# 334 Increasing Triplet Subsequence

Given an unsorted array return whether an increasing subsequence of length 3 exists or not in the array.
Formally the function should: Return true if there exists i, j, k such that arr[i] < arr[j] < arr[k] given 0 ≤ i < j < k ≤ n-1 else return false. Your algorithm should run in O(n) time complexity and O(1) space complexity.
Examples:
Given [1, 2, 3, 4, 5],
return true.
Given [5, 4, 3, 2, 1],
return false.
The Idea: One way to approach this to two keep two placeholders. One will take the place of the first element that has an increasing sequence, two will take the place of element that follows if it is greater than than the first. If nothing else applies then we can return true, since the third element is greater than both and both elements two and three follow to be after one.
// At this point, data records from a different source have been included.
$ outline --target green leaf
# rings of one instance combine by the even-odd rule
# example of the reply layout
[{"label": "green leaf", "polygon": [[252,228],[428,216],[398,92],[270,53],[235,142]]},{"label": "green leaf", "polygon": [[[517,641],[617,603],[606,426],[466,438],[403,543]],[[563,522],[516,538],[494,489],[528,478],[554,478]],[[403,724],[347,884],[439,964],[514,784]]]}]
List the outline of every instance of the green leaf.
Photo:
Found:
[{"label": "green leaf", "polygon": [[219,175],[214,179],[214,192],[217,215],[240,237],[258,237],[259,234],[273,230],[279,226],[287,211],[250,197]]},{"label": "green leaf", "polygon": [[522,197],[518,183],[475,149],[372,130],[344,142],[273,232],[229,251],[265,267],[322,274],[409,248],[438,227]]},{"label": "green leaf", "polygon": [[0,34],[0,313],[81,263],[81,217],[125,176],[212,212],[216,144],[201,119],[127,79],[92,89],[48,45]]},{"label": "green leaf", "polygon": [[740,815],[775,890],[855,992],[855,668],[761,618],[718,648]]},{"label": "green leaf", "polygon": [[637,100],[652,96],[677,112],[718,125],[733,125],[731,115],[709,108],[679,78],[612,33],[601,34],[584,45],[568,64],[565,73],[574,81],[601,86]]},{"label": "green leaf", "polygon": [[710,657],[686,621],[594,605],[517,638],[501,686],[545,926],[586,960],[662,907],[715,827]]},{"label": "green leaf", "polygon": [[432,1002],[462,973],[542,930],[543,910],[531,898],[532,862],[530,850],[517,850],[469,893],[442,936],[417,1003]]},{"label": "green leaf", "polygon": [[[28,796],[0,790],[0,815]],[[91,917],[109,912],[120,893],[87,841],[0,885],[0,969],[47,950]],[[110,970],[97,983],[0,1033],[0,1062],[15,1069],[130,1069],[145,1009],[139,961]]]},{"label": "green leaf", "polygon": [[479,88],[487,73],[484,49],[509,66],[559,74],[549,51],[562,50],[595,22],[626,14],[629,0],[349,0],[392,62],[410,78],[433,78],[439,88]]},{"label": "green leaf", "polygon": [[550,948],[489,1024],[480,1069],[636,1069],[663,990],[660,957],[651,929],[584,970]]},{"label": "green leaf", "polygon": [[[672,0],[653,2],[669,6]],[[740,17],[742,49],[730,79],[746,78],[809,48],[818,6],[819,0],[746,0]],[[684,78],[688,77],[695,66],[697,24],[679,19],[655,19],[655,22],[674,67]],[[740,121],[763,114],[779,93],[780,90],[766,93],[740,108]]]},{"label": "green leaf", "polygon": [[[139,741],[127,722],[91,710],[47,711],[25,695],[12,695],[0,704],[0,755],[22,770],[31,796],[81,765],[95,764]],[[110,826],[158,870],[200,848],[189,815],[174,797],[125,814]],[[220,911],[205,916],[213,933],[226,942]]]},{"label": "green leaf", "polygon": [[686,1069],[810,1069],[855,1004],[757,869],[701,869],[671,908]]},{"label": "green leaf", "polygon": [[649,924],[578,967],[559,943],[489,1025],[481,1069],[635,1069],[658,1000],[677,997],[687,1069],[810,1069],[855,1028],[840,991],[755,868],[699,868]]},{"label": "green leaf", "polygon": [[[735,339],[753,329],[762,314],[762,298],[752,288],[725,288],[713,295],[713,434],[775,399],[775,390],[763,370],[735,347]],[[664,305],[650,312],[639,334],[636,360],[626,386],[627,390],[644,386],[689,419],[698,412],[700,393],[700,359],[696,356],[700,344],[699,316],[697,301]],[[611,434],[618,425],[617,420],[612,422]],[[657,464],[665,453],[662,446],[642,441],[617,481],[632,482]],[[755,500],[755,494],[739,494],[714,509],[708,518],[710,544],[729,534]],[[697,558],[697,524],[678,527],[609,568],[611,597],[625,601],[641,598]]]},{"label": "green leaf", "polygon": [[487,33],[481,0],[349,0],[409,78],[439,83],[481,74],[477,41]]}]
Otherwise, the system will reset itself as smaller element arrive. We need `<=` for the uniform case; for example `[1,1,1,1...1]`.
Complexity: O(n) time and O(1) space
bool increasingTriplet(vector<int>& nums) {
int one = INT_MAX, two = INT_MAX;
for (int i : nums) { // sequential search ensures that index(one) < index(two) ...
if (i <= one) one = i; // the smallest since first if statement
else if (i <= two) two = i; // second smallest
else return true; // finish
}
return false;
}